The black box of the Boeing aircraft, with all 157 people crashed on board, is sent abroad for analysis, but no land was selected. Families arrived at the scene of the disaster.
In an interview with The Associated Press, Asrat Begashaw said the airline has "a number of options" for the data and voice recordings of the last moments of the flight. "What we can say is that we do not have the opportunity to investigate here in Ethiopia," he said.
The Boeing 737 Max 8 crashed shortly after take-off on Sunday and killed all 157 people on board. The disaster is the second with a Max 8 aircraft in just five months.

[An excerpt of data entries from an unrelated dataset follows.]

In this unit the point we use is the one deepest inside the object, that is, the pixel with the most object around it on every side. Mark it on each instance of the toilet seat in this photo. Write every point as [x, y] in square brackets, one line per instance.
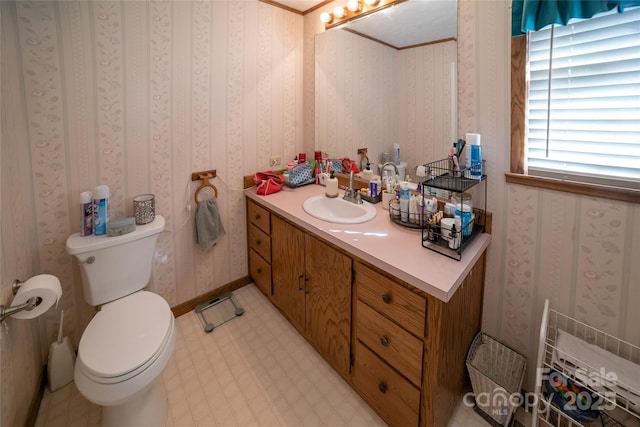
[125, 337]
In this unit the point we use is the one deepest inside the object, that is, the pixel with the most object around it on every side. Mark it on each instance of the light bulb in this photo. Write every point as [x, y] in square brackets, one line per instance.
[354, 5]
[326, 17]
[339, 12]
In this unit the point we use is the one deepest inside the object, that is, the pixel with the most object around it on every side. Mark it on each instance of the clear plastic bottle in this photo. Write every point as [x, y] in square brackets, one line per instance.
[405, 197]
[100, 209]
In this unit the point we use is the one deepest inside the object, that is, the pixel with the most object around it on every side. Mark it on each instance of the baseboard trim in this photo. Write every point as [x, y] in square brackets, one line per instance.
[34, 407]
[187, 306]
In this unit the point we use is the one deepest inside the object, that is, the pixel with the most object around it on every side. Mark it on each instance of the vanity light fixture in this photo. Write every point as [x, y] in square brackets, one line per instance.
[354, 9]
[354, 5]
[339, 12]
[326, 18]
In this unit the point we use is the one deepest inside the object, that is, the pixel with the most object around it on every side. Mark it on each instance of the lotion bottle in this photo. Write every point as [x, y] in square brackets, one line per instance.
[332, 186]
[405, 197]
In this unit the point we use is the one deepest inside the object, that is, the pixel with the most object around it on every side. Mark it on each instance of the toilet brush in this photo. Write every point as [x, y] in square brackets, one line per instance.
[61, 360]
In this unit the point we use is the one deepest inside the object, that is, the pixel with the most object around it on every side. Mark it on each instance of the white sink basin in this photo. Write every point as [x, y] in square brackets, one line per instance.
[338, 210]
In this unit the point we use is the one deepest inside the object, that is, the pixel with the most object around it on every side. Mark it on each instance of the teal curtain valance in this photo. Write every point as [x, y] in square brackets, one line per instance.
[532, 15]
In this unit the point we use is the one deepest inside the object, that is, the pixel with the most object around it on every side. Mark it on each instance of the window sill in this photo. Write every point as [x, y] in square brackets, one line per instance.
[592, 190]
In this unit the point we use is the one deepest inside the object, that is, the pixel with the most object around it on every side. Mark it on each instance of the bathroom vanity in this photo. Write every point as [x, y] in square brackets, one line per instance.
[393, 319]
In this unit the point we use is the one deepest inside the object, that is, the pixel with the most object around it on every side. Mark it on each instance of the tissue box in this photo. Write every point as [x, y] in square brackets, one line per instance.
[118, 228]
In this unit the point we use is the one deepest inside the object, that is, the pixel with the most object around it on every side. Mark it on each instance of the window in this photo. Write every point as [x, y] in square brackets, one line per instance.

While some aviation experts have warned against drawing conclusions until further information about the recent crash is known, much of the world, including the entire European Union, has relocated the Boeing jetliner or banished it from its airspace.
This leaves the United States one of the few remaining operators of the aircraft.
"Similar causes could have contributed to both events," said the European regulator, citing the plunge of Lion Air in Indonesia, which killed 189 people last year.
British regulators pointed to potential problems with an allegedly damaged flight data recorder, which could hinder the retrieval of information.
Some aviation experts have warned that it can take months to find answers.
Asrat, spokesman for the Ethiopian Airlines, told the AP that the remains of the victims so far recovered are in freezers, but the forensic DNA work for identification has not yet begun.
The dead came from 35 countries.
More devastated families arrived at the crash site on Wednesday. Some were supported by relatives and lamentations.